DHS eventually withdrew the report. The author of the document, Daryl Johnson, later wrote a series for the Southern Poverty Law Center (SPLC), and the SPLC’s Mark Potok wrote the foreword to Johnson’s book.

This is a good example of how politicization has corrupted institutions of trust. The SPLC has received millions of dollars in donations for deliberately stretching and obscuring the definition of threats for decades. SPLC and its sympathizers increasingly draw little distinction between threats on which there is widespread agreement, and regular, if conservative, participants in the political process, ranging from the Alliance Defending Freedom to the Family Research Council.

Partisan groups like the SPLC labeled tens of thousands of law-abiding Americans supporting the Second Amendment in Richmond, Virginia as “far-right extremists.” Virginia’s governor used the claimed presence of “extremists” as an excuse to invoke a legally questionable “state of emergency” in an effort to disrupt the protest, further exacerbating tensions with Virginia citizens seeking to exercise constitutional rights.

Ignoring Ideological Content Is a Problem

Labeling one’s political opponents as “extremists,” thereby implying they deserve the full power of governmental scrutiny and even arrest, is ripe for abuse. Without “commitment to the Constitution” as a limiting principle, any group that fervently believes in its position can be labeled an “extremist.”

Before we enact any legislation, the president and Congress must rebuild trust in American institutions.

The federal government, wedded to the content-neutral “violent extremism” narrative, finds itself increasingly incapable of analyzing the ideological and doctrinal makeup of threats, including of Islamists, Antifa, national socialists, black nationalists, or white supremacist groups, that pull at the country’s fabric. There is the ever-present temptation to include among “extremists” those with legitimate constitutional concerns.

Despite what intemperate civil libertarians might argue, there is nothing precluding the establishment of a federal domestic terrorism law. Such a law may indeed be fruitful and necessary.

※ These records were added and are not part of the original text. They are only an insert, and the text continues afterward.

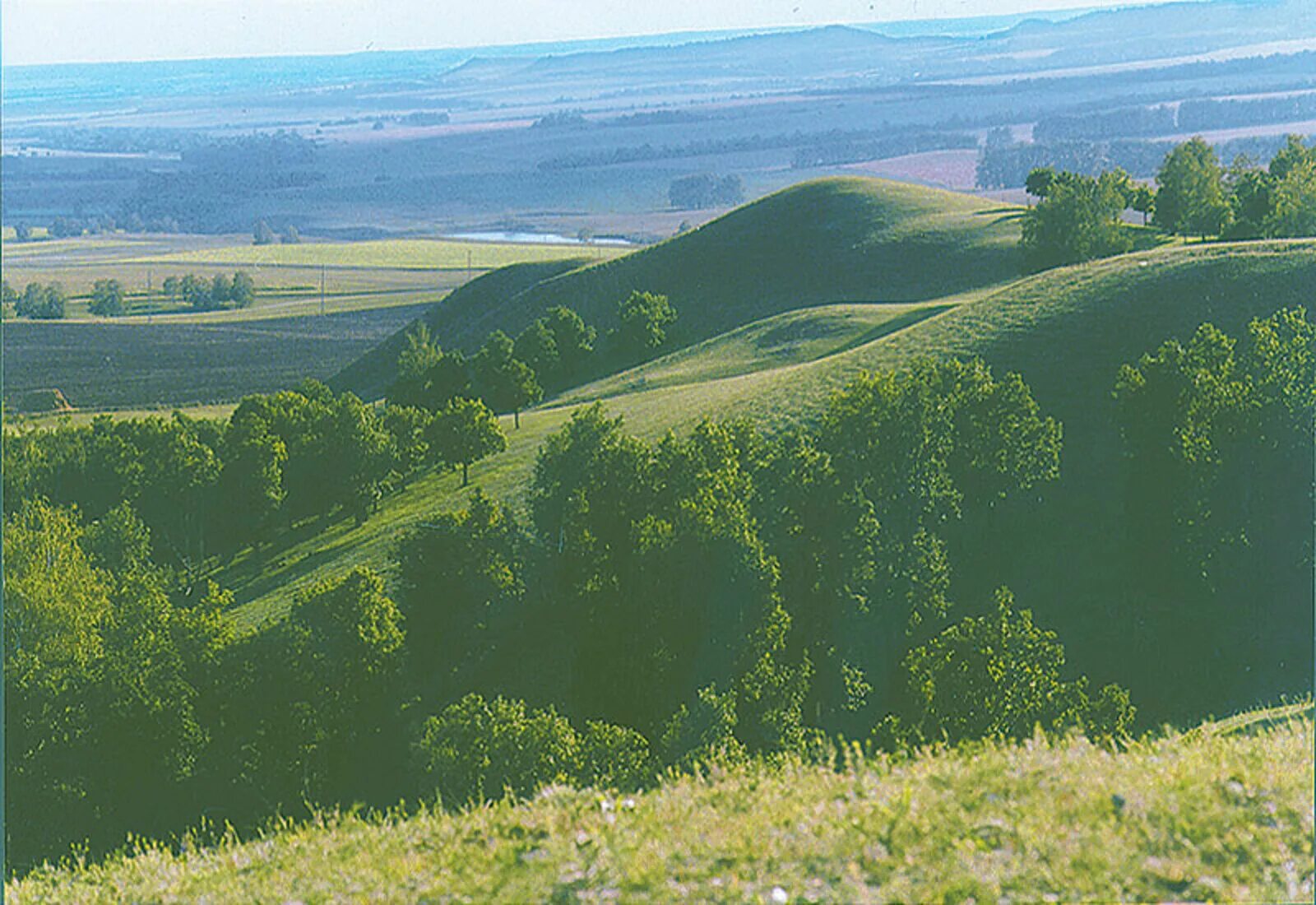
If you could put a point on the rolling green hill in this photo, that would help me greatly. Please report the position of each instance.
(844, 239)
(368, 377)
(1221, 813)
(1066, 331)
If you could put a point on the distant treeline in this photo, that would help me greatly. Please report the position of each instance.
(836, 145)
(1170, 118)
(873, 149)
(1006, 165)
(706, 191)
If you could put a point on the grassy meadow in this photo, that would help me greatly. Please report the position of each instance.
(387, 254)
(1219, 813)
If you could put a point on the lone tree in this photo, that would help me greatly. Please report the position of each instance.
(645, 318)
(465, 432)
(1142, 200)
(243, 290)
(262, 234)
(1039, 182)
(1191, 197)
(1077, 221)
(107, 299)
(506, 382)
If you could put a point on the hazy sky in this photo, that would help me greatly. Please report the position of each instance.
(85, 30)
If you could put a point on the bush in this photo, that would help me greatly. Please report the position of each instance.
(999, 676)
(477, 750)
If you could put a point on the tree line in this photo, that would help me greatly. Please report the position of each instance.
(553, 353)
(109, 299)
(1004, 164)
(1081, 217)
(666, 604)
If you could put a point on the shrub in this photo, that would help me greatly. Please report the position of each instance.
(475, 750)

But recent scandals involving not just a few bad actors at the top, but politicized careerists who engage in partisanship even while claiming to be impartial professionals have substantially weakened the public’s trust of the intelligence and law enforcement bureaucracy. Indeed, their misconduct causes reasonable people to question those officials’ commitment to upholding their oaths to the Constitution.

Before we enact any legislation, the president and Congress must rebuild trust in American institutions. They must act against the current politicized culture and insist our intelligence and law enforcement agencies reorient their understanding of domestic threats to one in accord with the country’s first principles.